Dr. Splunk-love or: How I learned to start indexing and love the CSV

Categories:

I've been having trouble indexing CSV files. In particular, CSV files from Tripwire. I'll show you the format and how I was able to index the files in Splunk

 

Node Name,Node Type,Policy,Parent Test Group,Test Name,Description,Element,Result Time,Result State,Actual Value
"192.168.1.1",Linux Server,"My Policy Name","My Test Group","My Test Name","My Test Description","Some Element",10/25/15 2:02 AM,passed,"ELEMENT=foo"
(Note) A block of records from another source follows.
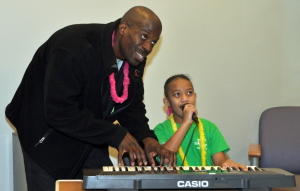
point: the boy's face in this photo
(180, 91)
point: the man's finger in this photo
(131, 158)
(139, 157)
(120, 158)
(162, 160)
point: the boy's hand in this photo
(187, 112)
(230, 163)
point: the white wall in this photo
(242, 56)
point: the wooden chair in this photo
(279, 140)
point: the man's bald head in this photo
(136, 35)
(141, 16)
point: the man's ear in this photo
(122, 27)
(166, 102)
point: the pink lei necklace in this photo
(126, 82)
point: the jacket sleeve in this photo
(64, 85)
(134, 118)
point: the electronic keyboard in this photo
(186, 177)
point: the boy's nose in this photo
(184, 98)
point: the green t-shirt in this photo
(214, 141)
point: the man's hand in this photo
(230, 163)
(153, 148)
(132, 147)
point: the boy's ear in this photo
(166, 102)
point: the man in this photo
(81, 80)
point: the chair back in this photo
(279, 136)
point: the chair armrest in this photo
(69, 185)
(254, 150)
Here's my Props.conf stanza:

[te_scm_csv]
DATETIME_CONFIG = NONE
KV_MODE = none
NO_BINARY_CHECK = true
SHOULD_LINEMERGE = false
LINE_BREAKER = (?:")([\r\n]+)
INDEXED_EXTRACTIONS = csv
HEADER_FIELD_LINE_NUMBER = 1

Explanation:

  • DATETIME_CONFIG -- I want the Splunk events' _time field to be the index time (AKA when the CSV file was generated, not the "Result Time")
  • KV_MODE -- I'm not sure if this is necessary, but I disabled it just to be sure
  • NO_BINARY_CHECK -- same
  • SHOULD_LINEMERGE -- some lines in the CSV had line breaks in the field values. Splunk was throwing away these events, so I had to override the default (see LINE BREAKER, next)...
  • LINE_BREAKER -- In combination with SHOULD_LINEMERGE, this causes Splunk to create a new event only when a double quote is followed by a CRLF sequence.
  • INDEXED_EXTRACTIONS -- explicitly tell Splunk this is a CSV
  • HEADER_FIELD_LINE_NUMBER -- by default, Splunk "automatically detects" this. This is not a problem for most CSV files, but for this file format, it was causing the header row to be indexed as an event.

As a verification step, I loaded the same CSV file into Excel and cross-checked my event counts with a Pivot Table.